EDITOR’S NOTE: That militants would resort to unscrupulous methods to recruit teens for suicide bombing is nothing new. But emerging stories about sexual abuse are raising eyebrows. Central Asia Online is taking a look at the concerns raised by such abuse. Today’s story focuses on the Afghan intelligence agency’s reports of the Taliban militants sexually abusing young boys at their training camps
Taliban molestation of boys, once rarely discussed in Afghanistan and Pakistan, is now becoming a more common topic of conversation.
Nematullah, a former would-be suicide bomber, told Afghanistan’s National Directorate of Security (NDS) that young men, including himself, endured sexual abuse by their trainers, according to a September 23 NDS statement.
Militant leader Mullah Ahmad (aka Mullah Akhtar), who trained the young man to carry out a suicide attack on his motorcycle in Adraskan District of Herat Province in September, also sexually abused him, Nematullah said.
Police foiled Nematullah’s attempted attack and informed NDS officials about his plot and the sexual victimisation of boys by the Taliban.
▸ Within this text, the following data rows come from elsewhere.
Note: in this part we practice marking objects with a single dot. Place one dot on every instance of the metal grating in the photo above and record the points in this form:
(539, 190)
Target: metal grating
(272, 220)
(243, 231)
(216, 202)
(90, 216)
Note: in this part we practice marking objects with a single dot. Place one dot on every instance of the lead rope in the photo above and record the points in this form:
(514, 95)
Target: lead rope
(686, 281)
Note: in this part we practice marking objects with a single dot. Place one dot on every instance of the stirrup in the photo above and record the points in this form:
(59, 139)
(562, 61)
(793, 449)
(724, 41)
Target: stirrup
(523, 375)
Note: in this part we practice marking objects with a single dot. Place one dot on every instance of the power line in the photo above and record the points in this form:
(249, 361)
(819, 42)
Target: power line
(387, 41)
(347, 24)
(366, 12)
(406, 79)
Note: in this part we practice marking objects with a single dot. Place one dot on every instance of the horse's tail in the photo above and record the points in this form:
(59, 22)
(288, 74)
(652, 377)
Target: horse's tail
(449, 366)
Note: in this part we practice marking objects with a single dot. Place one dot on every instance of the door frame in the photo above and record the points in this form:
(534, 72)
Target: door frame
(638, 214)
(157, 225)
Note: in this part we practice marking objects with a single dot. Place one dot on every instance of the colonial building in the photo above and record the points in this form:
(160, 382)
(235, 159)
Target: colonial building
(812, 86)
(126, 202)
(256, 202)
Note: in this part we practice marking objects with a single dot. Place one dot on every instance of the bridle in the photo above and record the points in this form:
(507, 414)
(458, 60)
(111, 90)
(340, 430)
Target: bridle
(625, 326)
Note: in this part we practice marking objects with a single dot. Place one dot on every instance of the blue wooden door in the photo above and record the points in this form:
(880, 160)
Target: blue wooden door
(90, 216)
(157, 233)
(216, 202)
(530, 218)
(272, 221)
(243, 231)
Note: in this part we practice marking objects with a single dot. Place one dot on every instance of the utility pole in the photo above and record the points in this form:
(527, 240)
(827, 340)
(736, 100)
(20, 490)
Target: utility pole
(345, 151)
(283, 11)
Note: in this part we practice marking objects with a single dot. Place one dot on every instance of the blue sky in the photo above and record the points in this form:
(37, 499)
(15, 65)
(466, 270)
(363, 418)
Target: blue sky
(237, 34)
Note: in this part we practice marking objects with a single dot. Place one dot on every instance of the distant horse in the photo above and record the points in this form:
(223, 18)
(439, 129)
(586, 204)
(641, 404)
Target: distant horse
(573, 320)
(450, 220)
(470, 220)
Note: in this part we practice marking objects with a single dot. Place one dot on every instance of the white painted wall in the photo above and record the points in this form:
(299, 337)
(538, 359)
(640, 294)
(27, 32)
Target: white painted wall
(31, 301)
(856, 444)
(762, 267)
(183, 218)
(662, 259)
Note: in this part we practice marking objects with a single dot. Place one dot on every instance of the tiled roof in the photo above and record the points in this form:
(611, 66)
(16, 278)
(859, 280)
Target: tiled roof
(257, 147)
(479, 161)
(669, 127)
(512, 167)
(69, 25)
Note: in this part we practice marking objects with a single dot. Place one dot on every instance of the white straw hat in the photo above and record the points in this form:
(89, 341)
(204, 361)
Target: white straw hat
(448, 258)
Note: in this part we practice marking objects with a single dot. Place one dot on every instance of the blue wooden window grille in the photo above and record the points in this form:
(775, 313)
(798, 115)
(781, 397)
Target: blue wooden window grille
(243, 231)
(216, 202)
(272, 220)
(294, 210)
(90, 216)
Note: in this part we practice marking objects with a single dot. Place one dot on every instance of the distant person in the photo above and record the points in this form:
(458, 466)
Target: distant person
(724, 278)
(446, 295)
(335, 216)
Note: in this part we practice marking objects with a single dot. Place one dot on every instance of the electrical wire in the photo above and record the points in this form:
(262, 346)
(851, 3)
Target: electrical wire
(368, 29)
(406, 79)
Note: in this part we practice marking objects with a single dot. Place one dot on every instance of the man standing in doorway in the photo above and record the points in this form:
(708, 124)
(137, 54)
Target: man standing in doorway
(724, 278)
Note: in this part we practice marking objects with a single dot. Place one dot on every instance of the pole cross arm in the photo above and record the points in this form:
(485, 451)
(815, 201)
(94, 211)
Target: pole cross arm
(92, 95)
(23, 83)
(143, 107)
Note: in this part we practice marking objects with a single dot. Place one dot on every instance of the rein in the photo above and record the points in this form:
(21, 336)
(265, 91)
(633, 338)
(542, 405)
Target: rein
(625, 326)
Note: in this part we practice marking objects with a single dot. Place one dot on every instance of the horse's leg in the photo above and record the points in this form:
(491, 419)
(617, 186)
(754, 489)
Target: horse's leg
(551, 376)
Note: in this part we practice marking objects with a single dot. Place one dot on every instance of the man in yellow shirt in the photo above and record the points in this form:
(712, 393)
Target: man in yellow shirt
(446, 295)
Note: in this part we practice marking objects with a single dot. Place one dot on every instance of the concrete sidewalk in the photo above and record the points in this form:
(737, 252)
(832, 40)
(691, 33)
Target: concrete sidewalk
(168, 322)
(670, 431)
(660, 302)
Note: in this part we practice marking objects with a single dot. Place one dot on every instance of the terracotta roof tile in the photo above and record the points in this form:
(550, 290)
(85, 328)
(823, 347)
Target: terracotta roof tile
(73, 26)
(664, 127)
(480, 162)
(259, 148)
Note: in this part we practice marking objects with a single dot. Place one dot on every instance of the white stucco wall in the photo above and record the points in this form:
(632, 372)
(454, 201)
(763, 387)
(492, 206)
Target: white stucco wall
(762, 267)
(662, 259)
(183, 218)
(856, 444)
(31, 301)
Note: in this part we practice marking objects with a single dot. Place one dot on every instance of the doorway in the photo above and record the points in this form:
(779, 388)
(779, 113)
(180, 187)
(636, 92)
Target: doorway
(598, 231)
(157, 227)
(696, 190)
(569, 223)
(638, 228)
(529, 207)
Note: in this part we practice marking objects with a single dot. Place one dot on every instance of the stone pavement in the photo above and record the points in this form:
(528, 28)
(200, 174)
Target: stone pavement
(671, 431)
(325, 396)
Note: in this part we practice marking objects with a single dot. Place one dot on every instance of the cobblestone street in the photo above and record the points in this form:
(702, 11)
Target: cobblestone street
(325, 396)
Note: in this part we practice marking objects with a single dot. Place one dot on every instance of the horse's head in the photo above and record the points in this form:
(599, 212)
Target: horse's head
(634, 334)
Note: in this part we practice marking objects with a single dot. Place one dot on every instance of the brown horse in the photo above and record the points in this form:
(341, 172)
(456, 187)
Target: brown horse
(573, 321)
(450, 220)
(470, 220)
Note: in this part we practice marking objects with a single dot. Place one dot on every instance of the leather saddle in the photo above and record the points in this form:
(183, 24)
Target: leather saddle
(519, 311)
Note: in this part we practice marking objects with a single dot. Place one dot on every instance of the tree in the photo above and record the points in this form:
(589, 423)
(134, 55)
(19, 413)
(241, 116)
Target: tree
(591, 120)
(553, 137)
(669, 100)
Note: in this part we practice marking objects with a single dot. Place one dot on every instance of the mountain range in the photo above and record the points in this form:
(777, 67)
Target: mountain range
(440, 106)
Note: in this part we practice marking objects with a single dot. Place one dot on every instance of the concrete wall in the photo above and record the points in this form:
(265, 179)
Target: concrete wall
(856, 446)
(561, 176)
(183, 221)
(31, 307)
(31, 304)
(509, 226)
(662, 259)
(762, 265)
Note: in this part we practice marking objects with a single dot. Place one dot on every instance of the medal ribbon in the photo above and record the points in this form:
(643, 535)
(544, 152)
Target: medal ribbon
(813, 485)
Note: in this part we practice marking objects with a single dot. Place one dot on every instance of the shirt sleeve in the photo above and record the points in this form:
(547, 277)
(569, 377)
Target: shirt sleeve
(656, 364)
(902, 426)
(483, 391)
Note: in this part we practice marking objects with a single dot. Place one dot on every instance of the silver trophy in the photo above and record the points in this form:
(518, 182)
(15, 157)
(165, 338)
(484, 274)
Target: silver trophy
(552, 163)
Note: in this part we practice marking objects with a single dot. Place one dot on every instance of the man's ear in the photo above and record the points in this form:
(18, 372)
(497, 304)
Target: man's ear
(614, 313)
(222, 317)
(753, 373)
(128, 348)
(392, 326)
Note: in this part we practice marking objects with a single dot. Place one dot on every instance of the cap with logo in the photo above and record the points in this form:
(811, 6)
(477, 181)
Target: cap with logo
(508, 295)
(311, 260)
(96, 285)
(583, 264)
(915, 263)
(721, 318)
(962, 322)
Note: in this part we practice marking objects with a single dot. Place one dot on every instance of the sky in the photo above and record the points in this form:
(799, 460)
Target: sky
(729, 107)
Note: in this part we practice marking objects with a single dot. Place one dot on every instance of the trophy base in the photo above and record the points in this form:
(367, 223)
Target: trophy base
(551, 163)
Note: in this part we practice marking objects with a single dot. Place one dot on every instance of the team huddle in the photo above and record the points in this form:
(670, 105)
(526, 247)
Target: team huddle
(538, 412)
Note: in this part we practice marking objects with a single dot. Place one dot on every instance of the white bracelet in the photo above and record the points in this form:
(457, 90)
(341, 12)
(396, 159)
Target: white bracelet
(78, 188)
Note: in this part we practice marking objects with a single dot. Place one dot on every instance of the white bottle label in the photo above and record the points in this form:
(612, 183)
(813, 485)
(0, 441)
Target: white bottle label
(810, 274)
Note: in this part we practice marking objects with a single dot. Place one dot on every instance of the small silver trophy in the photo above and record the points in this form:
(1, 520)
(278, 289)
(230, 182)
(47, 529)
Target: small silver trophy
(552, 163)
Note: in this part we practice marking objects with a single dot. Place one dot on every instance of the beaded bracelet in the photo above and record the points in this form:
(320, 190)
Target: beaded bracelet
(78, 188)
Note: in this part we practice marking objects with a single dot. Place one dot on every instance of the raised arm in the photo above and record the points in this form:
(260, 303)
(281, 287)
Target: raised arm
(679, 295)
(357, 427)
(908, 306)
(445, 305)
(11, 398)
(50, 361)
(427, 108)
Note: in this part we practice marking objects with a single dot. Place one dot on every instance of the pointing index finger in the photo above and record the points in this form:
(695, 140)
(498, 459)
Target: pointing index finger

Mullahs Nasim and Akhtar drugged several bombers-in-training to the point where they passed out, and repeatedly abused them while they were unconscious, Nematullah said.
Observers confirm sexual abuse
Doctors and activists in Pakistan and Afghanistan have medically confirmed that such abuse occurs.
“We have examined at least five teenage boys … who were sexually abused by the Taliban in South Waziristan,” Dr. Muhammad Hashim at the Khalifa Gul Nawaz Teaching Hospital in Bannu District, told Central Asia Online.
The boys escaped from Taliban captivity and told authorities that militants molested them, Hashim said. Mustafa Gul, a teacher at the Forensic Science Department of Khyber Medical College Peshawar, also has worked with young men abused by the Taliban.
“We’ve had … 27 sexual assault cases involving boys since January 1,” Gul told Central Asia Online. “Five Taliban were involved,” he said, though he provided no information about whether the militants will face sex abuse charges if they are caught.
The militants often kidnap impoverished boys who are susceptible to being preyed upon, Khalid Khan, a special branch police officer, told Central Asia Online, noting that several boys who escaped Taliban training centres in the Federally Administered Tribal Areas (FATA) told investigators that they were abused and that their parents could not do anything.
Taliban militants are not the only one who abuse boys, though. Some clerics have been caught red-handed abusing their pupils in mosques, Khan said.
“In a Peshawar-based mosque, we registered a case against a local prayer leader for indulging in sex act with a boy [who was at the mosque for guidance in memorising the Koran],” he said.
Practice condemned, termed against Islam
Religious scholars and children’s-rights activists issued strong condemnations of such crimes after the NDS released information about Nematullah’s case.
“It defames Islam,” Arshad Haroon, a Khyber Pakhtunkhwa regional leader of the Strengthening Participatory Organisation, told Central Asia Online. “No Muslim can justify subjecting kids to sexual abuse. It is a heinous crime.”
“It’s by no means a human act. … Drugging and forcing them into such acts are condemnable by all social norms and human values,” Haroon said.
“Now the people of Afghanistan can see the real face of the militants,” University of Kabul student and social activist Ziauddin said.
“Why don’t these militant trainers and leaders put on a suicide vest and blow themselves up?”